I get where this person, John Waters is coming from. It's just that one can learn a lot new from someone who has a different outlook and background to oneself, books or no books.

Instead of a bookshelf they might have a workshop, or a tool shed, or fields of plants or animals.
 
The house I share with my spouse has two extra bedrooms, one for his library and one for mine and never the books from one to the other. His has no fiction (has tried to read fiction, but it didn't take), nothing outside the realm of military (including tin soldiers and dioramas and a bit of 'stuff'). Mine has a wide variety, from how to repair a famous teddy bear, to how to train a cat (or dog or horse), to furniture/house repair, to specific historical reads for regions I've lived in (there are many, and the collections include maps and street directories - a whole shelf!) and even books on projects such as black powder weapons and safety guides for explosives to the people who made roads through the outback. Lots of other stuff; medical, psychology, astronomy, science of all-sorts, geology (love rocks), original works from genealogical societies about the people in their places (Australian places).

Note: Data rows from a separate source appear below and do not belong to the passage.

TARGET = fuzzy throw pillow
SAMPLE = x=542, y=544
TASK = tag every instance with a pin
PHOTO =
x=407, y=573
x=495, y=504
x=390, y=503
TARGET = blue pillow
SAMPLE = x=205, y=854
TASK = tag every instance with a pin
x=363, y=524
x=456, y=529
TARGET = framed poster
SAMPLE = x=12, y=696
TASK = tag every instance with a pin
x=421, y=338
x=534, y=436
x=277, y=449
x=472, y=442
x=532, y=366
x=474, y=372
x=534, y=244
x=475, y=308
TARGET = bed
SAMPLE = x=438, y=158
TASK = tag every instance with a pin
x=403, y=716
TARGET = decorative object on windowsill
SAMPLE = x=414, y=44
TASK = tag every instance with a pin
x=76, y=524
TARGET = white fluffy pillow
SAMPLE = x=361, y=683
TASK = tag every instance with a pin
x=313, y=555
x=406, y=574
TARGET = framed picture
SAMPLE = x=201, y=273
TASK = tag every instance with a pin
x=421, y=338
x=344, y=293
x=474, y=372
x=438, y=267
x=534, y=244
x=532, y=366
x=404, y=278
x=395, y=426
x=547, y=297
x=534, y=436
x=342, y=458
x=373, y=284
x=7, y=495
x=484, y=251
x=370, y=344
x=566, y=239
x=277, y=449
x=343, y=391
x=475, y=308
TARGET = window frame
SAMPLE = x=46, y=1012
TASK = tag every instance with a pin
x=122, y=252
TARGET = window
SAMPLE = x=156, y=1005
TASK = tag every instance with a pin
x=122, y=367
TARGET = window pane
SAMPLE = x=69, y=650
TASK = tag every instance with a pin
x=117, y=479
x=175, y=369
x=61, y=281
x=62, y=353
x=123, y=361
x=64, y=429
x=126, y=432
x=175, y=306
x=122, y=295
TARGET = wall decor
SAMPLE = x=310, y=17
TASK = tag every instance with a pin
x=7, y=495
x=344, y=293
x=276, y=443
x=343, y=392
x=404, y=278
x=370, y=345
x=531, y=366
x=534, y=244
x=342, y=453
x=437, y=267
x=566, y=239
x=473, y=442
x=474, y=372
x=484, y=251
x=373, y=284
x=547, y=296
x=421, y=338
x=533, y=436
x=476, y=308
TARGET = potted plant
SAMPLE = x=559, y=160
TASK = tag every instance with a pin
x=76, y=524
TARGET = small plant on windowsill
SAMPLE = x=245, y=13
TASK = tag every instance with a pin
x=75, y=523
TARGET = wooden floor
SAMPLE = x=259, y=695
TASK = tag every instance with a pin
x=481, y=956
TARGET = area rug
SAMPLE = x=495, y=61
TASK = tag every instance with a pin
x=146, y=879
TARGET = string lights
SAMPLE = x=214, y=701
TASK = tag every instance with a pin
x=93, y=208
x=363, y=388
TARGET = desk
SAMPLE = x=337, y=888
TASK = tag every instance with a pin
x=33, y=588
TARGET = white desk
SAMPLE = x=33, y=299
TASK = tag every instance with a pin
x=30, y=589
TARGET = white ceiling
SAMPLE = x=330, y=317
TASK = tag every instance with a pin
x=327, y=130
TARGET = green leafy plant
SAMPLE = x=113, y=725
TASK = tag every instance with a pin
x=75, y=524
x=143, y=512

Oh, and some fiction. I tend not to keep fiction, though, and share it with other readers (not family, they don't seem to understand what a book is, let alone what it can do for a person).
The short version is that we don't share a passion for the same books, only the need (obsession) to have them. Which is obvious, if you hear us talk about the littlest room in the house, which we call 'the library' and which has shelves for reading material, a special light to ensure reading time isn't a strain on the eyes, and the odd notebook and pen for scribbling.